This tutorial will explain how to use he Numpy full function in Python (AKA, np.full or numpy.full).

Numpy full creates a Numpy array filled with the same value

At a high level, the Numpy full function creates a Numpy array that’s filled with the same value.

It’s a fairly easy function to understand, but you need to know some details to really use it properly.

Having said that, this tutorial will give you a quick introduction to Numpy arrays. Then it will explain the Numpy full function, including the syntax. After explaining the syntax, it will show you some examples and answer some questions.

The following links will take you to the appropriate part of the tutorial. So if you’re in a hurry, you can just click on a link.

Contents:

However, it’s probably better to read the whole tutorial, especially if you’re a beginner.

A quick review of Numpy and Numpy arrays

Quickly, let’s review Numpy and Numpy arrays.

So what is Numpy?

To put it simply, Numpy is a toolkit for working with numeric data in Python.
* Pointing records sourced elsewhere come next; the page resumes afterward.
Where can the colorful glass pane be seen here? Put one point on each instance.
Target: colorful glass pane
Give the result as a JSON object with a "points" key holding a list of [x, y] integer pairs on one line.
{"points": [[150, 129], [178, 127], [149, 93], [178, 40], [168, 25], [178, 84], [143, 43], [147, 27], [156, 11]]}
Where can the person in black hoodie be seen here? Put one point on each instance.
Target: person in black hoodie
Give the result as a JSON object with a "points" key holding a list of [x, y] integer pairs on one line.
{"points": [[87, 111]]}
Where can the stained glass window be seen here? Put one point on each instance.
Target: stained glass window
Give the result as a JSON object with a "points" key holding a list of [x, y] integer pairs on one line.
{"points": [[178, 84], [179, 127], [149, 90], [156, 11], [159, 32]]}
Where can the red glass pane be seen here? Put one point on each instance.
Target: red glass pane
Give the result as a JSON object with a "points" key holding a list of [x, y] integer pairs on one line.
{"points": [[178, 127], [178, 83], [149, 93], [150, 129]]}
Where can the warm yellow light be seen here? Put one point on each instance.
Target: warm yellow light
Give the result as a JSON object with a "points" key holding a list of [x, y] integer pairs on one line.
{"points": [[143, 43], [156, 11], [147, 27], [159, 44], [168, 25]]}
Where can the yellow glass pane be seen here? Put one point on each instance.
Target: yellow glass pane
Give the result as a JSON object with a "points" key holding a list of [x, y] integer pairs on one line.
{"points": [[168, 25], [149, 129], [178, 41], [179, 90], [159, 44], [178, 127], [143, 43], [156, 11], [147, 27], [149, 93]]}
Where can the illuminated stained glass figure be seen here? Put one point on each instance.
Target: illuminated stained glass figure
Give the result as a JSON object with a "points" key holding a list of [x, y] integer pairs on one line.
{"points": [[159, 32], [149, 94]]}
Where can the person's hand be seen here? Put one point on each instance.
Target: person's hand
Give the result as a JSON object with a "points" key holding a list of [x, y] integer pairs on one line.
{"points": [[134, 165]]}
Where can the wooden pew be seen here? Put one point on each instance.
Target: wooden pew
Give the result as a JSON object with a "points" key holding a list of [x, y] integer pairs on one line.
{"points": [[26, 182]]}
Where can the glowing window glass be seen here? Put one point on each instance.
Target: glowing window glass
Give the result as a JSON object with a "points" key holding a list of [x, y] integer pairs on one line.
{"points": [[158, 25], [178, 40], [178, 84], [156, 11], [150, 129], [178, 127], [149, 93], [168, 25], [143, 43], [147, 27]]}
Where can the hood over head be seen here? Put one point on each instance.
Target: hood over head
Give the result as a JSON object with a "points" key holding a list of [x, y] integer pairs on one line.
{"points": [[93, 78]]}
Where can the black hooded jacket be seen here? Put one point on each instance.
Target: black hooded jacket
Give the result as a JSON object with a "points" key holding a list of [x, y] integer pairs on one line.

Said differently, it’s a set of tools for doing data manipulation with numbers.

More specifically, Numpy operates on special arrays of numbers, called Numpy arrays.

Numpy arrays are arrays of numbers

What is a Numpy array?

You can think of a Numpy array like a vector or a matrix in mathematics.

Like a matrix, a Numpy array is just a grid of numbers.

These Numpy arrays can be 1-dimensional … like a vector:

A simple Numpy array of numbers from 0 to 3.

And Numpy arrays can be 2-dimensional:

An example of a 2-dimensional Numpy array with the numbers 0 to 7.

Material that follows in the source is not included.